Statute of limitations in National Banking Act inapplicable to usury defense.
- Statutory limitation of two years in National Banking Act of June 3, 1864, c. 106, 13 Stat. 99, applies only to suit to recover penalty of double interest received or paid, and not to defense of usury to defeat recovery of interest, and begins to run from time of payment of usurious interest. Young v. First Nat'l Bank, 22 Ga. App. 58, 95 S.E. 381 (1918).
RESEARCH REFERENCES
Am. Jur. 2d.
- 44B Am. Jur. 2d, Interest and Usury, §§ 172 et seq., 196, 286 et seq.
C.J.S.- 47 C.J.S., Interest and Usury; Consumer Credit, §§ 286 et seq., 325, 400, 401.
ALR.
- Right to have usurious payments made on previous obligation applied as payment of principal on renewal, 13 A.L.R. 1244.
Affirmative liability for usurious penalty or excess interest paid under usurious contract in event of assignment or transfer, 78 A.L.R. 408.
Right to have usurious payments of interest applied as credit on principal as affected by statute of limitations, 101 A.L.R. 741.

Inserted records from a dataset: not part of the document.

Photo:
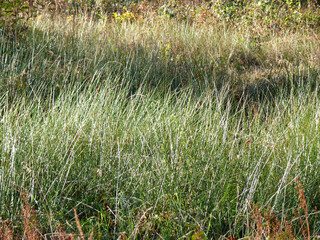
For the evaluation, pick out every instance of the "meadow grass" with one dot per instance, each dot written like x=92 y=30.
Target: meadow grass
x=158 y=129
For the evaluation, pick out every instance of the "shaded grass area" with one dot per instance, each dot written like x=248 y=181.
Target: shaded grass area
x=160 y=129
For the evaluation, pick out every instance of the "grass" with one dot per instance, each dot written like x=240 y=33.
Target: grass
x=158 y=128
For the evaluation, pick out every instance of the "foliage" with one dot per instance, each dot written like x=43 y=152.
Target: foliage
x=161 y=125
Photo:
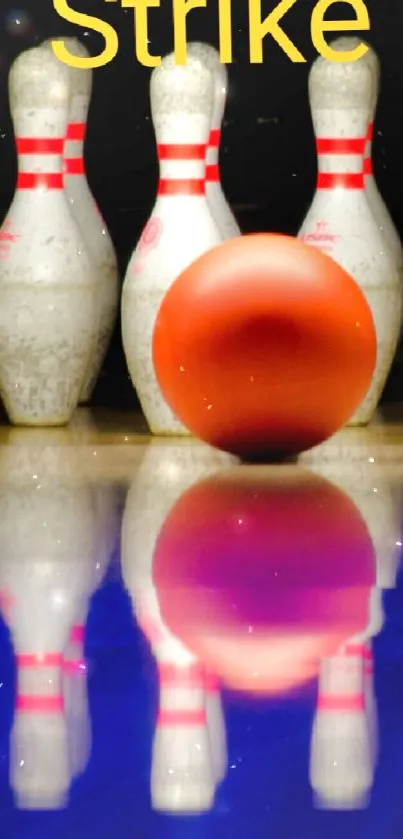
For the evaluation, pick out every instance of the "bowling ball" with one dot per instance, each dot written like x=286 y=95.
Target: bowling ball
x=263 y=573
x=264 y=346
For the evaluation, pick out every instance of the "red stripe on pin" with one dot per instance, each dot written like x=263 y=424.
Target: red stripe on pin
x=368 y=168
x=38 y=660
x=73 y=166
x=177 y=186
x=212 y=685
x=177 y=151
x=187 y=677
x=39 y=145
x=347 y=180
x=341 y=145
x=212 y=173
x=77 y=666
x=31 y=704
x=77 y=634
x=76 y=131
x=179 y=717
x=35 y=180
x=354 y=650
x=342 y=702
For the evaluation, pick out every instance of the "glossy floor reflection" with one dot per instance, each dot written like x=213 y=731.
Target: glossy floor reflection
x=194 y=647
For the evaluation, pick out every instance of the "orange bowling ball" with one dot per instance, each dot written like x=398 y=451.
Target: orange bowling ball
x=264 y=346
x=261 y=575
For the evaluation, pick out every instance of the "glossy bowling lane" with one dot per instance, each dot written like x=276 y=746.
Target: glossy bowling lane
x=191 y=646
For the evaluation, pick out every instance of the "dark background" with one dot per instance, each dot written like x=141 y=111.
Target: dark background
x=267 y=158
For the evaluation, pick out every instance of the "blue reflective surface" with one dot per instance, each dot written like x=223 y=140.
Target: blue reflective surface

Validity or voluntary conveyance consideration for which was tainted by usury, 102 A.L.R. 483.
When does limitation commence to run against action, defense, or counterclaim based on usury, 108 A.L.R. 622.

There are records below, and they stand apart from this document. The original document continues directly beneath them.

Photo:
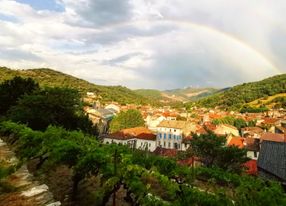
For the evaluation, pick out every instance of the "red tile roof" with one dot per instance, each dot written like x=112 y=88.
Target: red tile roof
x=251 y=167
x=269 y=120
x=236 y=141
x=165 y=152
x=136 y=132
x=273 y=137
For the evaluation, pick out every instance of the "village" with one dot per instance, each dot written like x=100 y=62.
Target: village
x=168 y=131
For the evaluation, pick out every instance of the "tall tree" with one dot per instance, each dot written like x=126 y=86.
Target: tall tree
x=213 y=152
x=55 y=106
x=12 y=90
x=130 y=118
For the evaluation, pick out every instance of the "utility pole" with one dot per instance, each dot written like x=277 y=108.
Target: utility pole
x=115 y=173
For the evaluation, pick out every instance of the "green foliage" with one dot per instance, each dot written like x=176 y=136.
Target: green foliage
x=147 y=179
x=213 y=152
x=52 y=78
x=237 y=122
x=12 y=90
x=235 y=97
x=56 y=106
x=249 y=109
x=129 y=119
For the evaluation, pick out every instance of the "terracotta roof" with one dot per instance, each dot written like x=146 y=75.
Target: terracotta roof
x=252 y=144
x=210 y=126
x=282 y=129
x=252 y=129
x=165 y=152
x=273 y=137
x=168 y=114
x=236 y=141
x=137 y=132
x=229 y=126
x=269 y=120
x=215 y=116
x=251 y=167
x=173 y=124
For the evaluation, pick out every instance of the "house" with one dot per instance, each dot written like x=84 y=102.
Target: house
x=272 y=160
x=113 y=107
x=138 y=138
x=153 y=121
x=273 y=137
x=100 y=117
x=251 y=167
x=226 y=129
x=235 y=141
x=170 y=134
x=253 y=132
x=252 y=145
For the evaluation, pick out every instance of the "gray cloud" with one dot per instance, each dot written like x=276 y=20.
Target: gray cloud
x=149 y=43
x=100 y=12
x=18 y=55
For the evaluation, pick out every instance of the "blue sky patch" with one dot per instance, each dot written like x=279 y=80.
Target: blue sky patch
x=5 y=17
x=51 y=5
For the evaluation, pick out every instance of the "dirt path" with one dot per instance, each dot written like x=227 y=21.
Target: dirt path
x=28 y=192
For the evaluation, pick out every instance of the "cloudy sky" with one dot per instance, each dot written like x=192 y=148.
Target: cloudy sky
x=160 y=44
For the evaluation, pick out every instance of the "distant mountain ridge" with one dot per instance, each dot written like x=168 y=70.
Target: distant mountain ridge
x=52 y=78
x=238 y=96
x=179 y=95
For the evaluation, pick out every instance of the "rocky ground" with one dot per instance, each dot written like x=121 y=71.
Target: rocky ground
x=27 y=191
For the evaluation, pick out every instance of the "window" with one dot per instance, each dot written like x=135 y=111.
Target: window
x=175 y=145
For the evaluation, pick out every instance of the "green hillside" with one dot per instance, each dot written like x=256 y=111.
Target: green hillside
x=238 y=96
x=190 y=93
x=177 y=95
x=52 y=78
x=150 y=93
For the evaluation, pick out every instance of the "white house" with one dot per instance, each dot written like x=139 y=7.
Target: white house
x=226 y=129
x=138 y=137
x=153 y=121
x=170 y=134
x=113 y=107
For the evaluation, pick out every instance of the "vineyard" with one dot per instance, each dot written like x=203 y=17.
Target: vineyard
x=146 y=179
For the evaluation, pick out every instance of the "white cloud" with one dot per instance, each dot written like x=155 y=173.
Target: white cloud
x=149 y=43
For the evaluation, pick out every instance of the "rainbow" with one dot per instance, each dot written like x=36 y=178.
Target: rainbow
x=186 y=23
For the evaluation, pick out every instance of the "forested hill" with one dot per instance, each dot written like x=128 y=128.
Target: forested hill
x=177 y=95
x=52 y=78
x=236 y=97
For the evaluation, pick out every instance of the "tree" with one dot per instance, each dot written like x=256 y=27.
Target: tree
x=129 y=119
x=51 y=106
x=213 y=152
x=207 y=147
x=12 y=90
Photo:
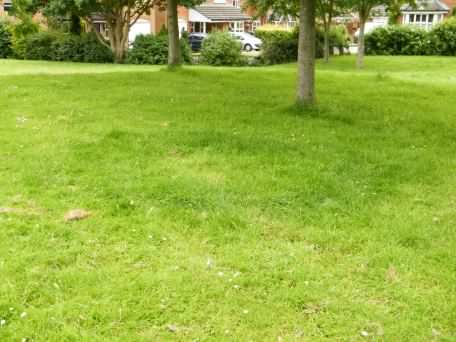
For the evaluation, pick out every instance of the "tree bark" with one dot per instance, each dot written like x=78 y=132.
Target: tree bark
x=306 y=54
x=174 y=59
x=360 y=57
x=326 y=51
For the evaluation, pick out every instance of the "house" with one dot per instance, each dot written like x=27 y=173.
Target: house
x=427 y=13
x=210 y=16
x=5 y=6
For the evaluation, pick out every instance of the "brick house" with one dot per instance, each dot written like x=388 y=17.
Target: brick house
x=212 y=15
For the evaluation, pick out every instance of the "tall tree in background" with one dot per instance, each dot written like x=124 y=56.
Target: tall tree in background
x=305 y=11
x=326 y=11
x=174 y=53
x=119 y=16
x=306 y=53
x=363 y=8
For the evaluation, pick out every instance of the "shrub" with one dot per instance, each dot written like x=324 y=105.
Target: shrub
x=39 y=46
x=6 y=40
x=397 y=40
x=92 y=51
x=21 y=30
x=220 y=48
x=443 y=38
x=150 y=49
x=67 y=47
x=279 y=46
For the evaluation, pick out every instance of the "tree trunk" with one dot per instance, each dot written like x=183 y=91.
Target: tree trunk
x=117 y=42
x=360 y=57
x=306 y=55
x=326 y=51
x=174 y=59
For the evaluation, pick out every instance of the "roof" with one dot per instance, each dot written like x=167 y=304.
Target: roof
x=426 y=6
x=222 y=13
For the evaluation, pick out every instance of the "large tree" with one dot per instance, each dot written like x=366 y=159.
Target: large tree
x=364 y=9
x=325 y=11
x=119 y=16
x=174 y=53
x=305 y=11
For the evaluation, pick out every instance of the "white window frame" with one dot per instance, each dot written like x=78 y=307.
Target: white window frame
x=237 y=26
x=426 y=20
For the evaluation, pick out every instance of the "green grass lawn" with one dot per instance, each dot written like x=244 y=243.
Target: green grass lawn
x=218 y=212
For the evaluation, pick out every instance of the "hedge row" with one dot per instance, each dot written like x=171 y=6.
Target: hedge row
x=282 y=46
x=150 y=49
x=407 y=40
x=52 y=46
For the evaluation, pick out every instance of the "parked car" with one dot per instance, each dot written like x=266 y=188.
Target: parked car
x=195 y=40
x=248 y=41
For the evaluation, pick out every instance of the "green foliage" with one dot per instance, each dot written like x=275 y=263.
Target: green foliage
x=397 y=40
x=220 y=48
x=66 y=47
x=279 y=46
x=282 y=46
x=24 y=27
x=151 y=49
x=405 y=40
x=6 y=39
x=443 y=38
x=38 y=46
x=93 y=51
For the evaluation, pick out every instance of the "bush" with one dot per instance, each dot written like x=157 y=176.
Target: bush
x=66 y=47
x=6 y=40
x=220 y=48
x=397 y=40
x=38 y=46
x=21 y=30
x=150 y=49
x=92 y=51
x=281 y=46
x=443 y=38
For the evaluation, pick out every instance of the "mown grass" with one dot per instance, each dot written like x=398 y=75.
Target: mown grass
x=219 y=212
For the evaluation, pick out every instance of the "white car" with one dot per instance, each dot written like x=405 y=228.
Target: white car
x=248 y=41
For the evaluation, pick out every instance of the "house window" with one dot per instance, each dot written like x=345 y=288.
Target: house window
x=255 y=25
x=237 y=26
x=198 y=27
x=423 y=20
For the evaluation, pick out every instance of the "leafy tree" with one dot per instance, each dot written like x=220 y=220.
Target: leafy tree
x=325 y=11
x=119 y=16
x=306 y=53
x=364 y=9
x=174 y=54
x=305 y=10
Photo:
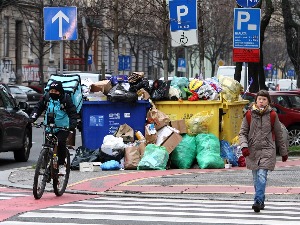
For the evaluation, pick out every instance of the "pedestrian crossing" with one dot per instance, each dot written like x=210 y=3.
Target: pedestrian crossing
x=7 y=193
x=6 y=196
x=108 y=210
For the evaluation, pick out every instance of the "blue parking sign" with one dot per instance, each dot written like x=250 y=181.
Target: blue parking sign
x=246 y=32
x=183 y=14
x=247 y=3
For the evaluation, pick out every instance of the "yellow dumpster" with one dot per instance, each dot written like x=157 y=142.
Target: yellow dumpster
x=177 y=110
x=232 y=119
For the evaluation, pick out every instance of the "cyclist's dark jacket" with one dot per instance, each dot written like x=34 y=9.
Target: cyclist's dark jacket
x=64 y=109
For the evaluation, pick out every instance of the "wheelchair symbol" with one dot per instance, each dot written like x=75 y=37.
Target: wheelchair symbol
x=183 y=40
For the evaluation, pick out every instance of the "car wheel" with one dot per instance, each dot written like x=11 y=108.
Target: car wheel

Right of junior mortgagee to attack senior mortgage for usury, 121 A.L.R. 879.
Usury as affecting conditional sale contract, 152 A.L.R. 598.
Payment or offer to pay principal and interest as condition of relief in equity against usurious contract, 166 A.L.R. 458.
Availability of setoff, counterclaim, or the like to recover either penalty for usury in, or usurious interest paid on, separate transaction or instrument, 54 A.L.R.2d 1344.
Right, in absence of statute expressly so providing, to recover back usurious payments, 59 A.L.R.2d 522.
Validity, and applicability to causes of action not already barred, of a statute enlarging limitation period, 79 A.L.R.2d 1080.
Statute of limitations: effect of delay in appointing administrator or other representative on cause of action accruing at or after death of person in whose favor it would have accrued, 28 A.L.R.3d 1141.
Validity under usury laws of provision calling for repayment of principal which exceeds sum loaned by amount reflecting any decline in purchasing power of dollar, 90 A.L.R.3d 763.